On he went, touching one thing after another, tracing the story of each backward till it was lost in antiquity and showing how each was entwined with forest worship.

He touched the musical instruments; the bell, the drum. The bell, he said, was used in Greece by the Priests of Bacchus in the worship of the vine. And vine worship was forest worship. Moreover, in the same oak grove at Dodona bells were tied to the oak boughs and their tinklings also were sacred auguries. The drum, which the modern boy beats on Christmas Day, was beaten ages before Christ in the worship of Confucius: the story of it dies away toward what was man’s first written music in forgotten China. In the first century of the Christian era, on one of the most splendid of the old Buddhist sculptures, boys are represented as beating the drum in the worship of the sacred tree—once more showing how music passed into the service of forest faith.

He touched the cornucopia; and he traced its story back to the ram’s horn—the primitive cup of libation, used for a drinking cup and used also to pour out the last product of the vine in honor of the vine itself—the forest’s first goblet.

He touched the fruits and the flowers on the Tree: these were oldest of all, perhaps, he said; for before the forest worshipper had learned to shape or fabricate any offerings of his own skill, he could at least bring to the divine tree and hang on it the flower of spring, the wild fruit of autumn.

He kept on until only three things on the Tree were left uninterpreted; the tinsel, the masks, and the dolls. He told her that he had left these to the last for a reason: seemingly they were the most trivial but really the most grave; for by means of them most clearly could be traced the presence of great law running through the progress of humanity.

He drew her attention to the tinsel that covered the tree, draping it like a yellow moss. It was of no value, he said, but in the course of ages it had taken the place of the offering of actual gold in forest worship: a once universal custom of adorning the tree with everything most precious to the giver in token of his sacrifice and self-sacrifice. Even in Jeremiah is an account of the lading of the sacred tree with gold and ornaments. Herodotus relates that when Xerxes was invading Lydia, on the march he saw a divine tree and had it honored with golden robes and gifts. Livy narrates that when Romulus slew his enemy on the site of the Eternal City, he hung rich spoils on the oak of the Capitoline Hill. And this custom of decorating the tree with actual gold goes back in history until we can meet it coming down to us in the story of Jason and the Golden Fleece and in that of the Golden Apples of the Hesperides. Now the custom has dwindled to this tinsel flung over the Christmas Tree—the mock sacrifice for the real.

He touched the masks and unfolded the grim story that lay behind their mockery. It led back to the common custom in antiquity of sacrificing prisoners of war or condemned criminals or innocent victims in forest worship and of hanging their heads on the branches: we know this to have been the practice among Gallic and Teuton tribes. In the course of time, when such barbarity could be tolerated no longer, the mock countenance replaced the real.
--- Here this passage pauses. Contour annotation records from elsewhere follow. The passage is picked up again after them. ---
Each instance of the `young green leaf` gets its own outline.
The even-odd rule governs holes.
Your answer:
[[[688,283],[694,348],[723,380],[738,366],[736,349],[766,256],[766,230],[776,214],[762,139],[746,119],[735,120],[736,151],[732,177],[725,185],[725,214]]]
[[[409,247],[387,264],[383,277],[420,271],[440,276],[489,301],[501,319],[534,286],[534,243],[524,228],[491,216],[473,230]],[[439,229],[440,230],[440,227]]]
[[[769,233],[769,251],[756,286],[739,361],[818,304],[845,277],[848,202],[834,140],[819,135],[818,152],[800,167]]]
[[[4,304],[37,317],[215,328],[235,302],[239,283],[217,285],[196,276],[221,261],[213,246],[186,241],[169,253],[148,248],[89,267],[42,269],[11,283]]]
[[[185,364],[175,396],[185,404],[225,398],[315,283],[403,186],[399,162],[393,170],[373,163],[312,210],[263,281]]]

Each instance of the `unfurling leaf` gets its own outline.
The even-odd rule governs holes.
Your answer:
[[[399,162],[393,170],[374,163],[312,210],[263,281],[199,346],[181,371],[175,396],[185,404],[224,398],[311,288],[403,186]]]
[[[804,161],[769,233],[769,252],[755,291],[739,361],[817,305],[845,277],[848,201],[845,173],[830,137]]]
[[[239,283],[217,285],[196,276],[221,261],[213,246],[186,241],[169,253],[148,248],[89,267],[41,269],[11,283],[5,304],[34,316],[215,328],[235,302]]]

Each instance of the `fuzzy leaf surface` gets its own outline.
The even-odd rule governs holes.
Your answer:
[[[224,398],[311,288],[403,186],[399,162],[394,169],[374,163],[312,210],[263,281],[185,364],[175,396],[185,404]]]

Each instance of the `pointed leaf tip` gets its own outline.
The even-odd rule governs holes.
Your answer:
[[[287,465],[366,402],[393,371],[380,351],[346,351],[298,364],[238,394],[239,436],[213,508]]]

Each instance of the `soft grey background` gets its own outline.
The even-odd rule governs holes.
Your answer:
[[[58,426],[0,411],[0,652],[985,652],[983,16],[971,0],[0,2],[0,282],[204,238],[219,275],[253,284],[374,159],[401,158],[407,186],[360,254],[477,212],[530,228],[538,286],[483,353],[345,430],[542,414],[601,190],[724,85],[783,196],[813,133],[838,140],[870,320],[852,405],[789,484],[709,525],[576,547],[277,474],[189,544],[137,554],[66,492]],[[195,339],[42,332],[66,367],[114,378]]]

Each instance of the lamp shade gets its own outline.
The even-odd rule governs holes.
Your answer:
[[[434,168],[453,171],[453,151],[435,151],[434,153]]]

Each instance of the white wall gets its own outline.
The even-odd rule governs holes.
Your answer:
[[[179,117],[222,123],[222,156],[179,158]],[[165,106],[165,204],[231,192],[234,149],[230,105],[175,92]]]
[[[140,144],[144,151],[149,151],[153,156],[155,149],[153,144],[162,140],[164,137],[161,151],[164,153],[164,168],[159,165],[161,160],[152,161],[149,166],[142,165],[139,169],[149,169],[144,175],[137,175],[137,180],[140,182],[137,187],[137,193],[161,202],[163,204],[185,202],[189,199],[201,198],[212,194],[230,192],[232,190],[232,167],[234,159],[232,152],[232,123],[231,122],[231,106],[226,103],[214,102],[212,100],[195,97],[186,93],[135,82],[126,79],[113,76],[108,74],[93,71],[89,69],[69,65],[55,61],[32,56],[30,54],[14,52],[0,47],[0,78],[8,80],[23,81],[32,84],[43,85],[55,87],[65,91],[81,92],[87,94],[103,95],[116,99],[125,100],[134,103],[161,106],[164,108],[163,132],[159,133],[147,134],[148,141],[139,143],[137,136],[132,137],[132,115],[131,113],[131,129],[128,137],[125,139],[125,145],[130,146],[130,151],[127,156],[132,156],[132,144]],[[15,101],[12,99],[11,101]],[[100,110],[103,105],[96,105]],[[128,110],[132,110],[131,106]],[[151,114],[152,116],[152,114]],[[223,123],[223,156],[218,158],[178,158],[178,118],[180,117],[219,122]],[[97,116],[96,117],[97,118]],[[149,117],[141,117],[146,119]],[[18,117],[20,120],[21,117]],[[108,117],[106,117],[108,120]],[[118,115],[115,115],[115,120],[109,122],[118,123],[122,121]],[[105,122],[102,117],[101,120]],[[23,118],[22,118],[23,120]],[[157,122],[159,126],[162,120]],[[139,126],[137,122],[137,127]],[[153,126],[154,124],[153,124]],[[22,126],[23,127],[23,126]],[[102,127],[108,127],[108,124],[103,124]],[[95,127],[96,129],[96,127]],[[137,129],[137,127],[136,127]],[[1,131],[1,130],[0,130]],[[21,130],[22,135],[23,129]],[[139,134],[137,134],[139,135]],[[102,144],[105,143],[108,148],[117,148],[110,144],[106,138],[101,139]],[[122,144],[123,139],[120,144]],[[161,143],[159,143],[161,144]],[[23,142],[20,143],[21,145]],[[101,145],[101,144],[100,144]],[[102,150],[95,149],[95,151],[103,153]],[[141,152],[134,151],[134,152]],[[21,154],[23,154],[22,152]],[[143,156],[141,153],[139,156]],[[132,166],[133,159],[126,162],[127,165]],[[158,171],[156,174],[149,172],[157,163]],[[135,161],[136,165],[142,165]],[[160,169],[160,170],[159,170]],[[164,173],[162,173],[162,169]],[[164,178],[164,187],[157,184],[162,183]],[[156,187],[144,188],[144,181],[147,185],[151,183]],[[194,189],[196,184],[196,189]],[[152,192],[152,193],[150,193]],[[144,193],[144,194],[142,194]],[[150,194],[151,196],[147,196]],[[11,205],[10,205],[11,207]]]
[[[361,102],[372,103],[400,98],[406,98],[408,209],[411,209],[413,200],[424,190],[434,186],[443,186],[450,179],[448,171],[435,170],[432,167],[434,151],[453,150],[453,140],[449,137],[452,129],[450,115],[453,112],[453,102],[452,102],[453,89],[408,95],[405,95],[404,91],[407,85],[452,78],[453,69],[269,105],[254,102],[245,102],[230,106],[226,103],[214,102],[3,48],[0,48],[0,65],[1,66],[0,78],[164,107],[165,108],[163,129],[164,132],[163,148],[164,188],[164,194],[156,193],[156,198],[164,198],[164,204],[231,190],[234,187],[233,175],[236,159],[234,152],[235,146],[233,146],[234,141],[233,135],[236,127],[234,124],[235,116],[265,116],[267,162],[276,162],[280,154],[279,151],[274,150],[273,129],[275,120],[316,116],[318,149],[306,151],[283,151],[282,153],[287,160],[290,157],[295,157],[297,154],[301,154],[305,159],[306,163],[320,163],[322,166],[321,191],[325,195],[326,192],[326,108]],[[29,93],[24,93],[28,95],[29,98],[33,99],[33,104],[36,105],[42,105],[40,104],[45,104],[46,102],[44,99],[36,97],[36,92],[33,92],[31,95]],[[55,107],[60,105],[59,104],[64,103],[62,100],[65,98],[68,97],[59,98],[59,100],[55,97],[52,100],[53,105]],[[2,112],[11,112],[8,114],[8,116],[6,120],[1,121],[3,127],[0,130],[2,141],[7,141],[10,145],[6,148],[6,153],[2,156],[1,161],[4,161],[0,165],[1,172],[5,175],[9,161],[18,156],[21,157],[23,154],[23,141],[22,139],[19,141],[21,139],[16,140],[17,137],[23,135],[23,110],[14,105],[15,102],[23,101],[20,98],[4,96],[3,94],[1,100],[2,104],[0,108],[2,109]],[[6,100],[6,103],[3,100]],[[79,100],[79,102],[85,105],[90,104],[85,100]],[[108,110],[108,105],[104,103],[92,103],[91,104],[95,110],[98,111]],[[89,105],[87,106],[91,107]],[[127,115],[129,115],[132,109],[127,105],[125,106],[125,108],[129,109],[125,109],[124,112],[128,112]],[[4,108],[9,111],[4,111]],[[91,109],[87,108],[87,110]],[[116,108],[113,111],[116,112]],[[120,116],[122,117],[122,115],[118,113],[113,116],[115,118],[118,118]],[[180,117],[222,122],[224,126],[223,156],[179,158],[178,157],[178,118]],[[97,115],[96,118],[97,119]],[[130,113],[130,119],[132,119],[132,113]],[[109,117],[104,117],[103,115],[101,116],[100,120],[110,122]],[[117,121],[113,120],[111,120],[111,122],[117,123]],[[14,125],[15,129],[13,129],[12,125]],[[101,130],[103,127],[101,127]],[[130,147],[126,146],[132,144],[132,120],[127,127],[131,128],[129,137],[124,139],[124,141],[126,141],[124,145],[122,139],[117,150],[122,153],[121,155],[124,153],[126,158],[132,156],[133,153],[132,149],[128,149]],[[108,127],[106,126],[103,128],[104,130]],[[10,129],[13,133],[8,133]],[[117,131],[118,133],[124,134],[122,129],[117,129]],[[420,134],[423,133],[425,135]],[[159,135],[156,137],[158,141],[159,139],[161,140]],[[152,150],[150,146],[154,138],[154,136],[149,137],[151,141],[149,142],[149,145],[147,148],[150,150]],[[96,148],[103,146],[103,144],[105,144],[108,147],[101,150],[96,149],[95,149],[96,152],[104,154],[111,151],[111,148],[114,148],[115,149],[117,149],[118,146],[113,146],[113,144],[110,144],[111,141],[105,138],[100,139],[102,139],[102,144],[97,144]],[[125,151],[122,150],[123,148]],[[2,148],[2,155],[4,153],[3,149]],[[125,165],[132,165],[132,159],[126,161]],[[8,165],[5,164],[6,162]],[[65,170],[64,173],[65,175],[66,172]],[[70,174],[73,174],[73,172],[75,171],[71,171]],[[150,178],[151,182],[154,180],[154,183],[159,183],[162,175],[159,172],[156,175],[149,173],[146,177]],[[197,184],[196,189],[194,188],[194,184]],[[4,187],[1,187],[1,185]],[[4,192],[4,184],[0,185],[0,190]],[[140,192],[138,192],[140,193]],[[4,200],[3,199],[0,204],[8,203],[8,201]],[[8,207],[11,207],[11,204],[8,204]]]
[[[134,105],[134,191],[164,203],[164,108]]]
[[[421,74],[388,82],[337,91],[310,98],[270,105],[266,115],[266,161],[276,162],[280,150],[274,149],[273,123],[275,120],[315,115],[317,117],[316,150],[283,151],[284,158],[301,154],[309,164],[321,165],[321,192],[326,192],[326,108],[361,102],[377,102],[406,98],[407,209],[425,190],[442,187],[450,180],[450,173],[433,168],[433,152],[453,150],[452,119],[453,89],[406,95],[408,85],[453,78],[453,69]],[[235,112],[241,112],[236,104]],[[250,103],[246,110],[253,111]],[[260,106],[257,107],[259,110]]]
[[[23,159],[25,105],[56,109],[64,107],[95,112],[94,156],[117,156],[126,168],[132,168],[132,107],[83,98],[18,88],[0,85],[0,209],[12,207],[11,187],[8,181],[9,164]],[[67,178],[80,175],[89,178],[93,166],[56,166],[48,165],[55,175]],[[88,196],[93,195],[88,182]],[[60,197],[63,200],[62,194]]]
He touched the dolls and revealed their sad story. Like the others, its long path led to antiquity and to the custom of sacrificing children in forest worship. How common this custom was the early literature of the human race too abundantly testifies. We encounter the trace of it in Abraham’s sacrifice of Isaac—arrested by the command of Jehovah. But Abraham would never have thought of slaying his son to propitiate his God, had not the custom been well established. In the case of Jephthah’s daughter the sacrifice was actually allowed. We come upon the same custom in the fate of Iphigenia—at a critical turning point in the world’s mercy; in her stead the life of a lesser animal, as in Isaac’s case, was accepted. When the protective charity of mankind turned against the inhumanity of the old faiths, then the substitution of the mock for the real sacrifice became complete. And now on the boughs of the Christmas Tree where richly we come upon vestiges of primitive rites only these playful toys are left to suggest the massacre of the innocent.

He had covered the ground; everything had yielded its story. All the little stories, like pathways running backward into the distance and ever converging, met somewhere in lost ages; they met in forest worship and they met in some sacrifice by the human heart.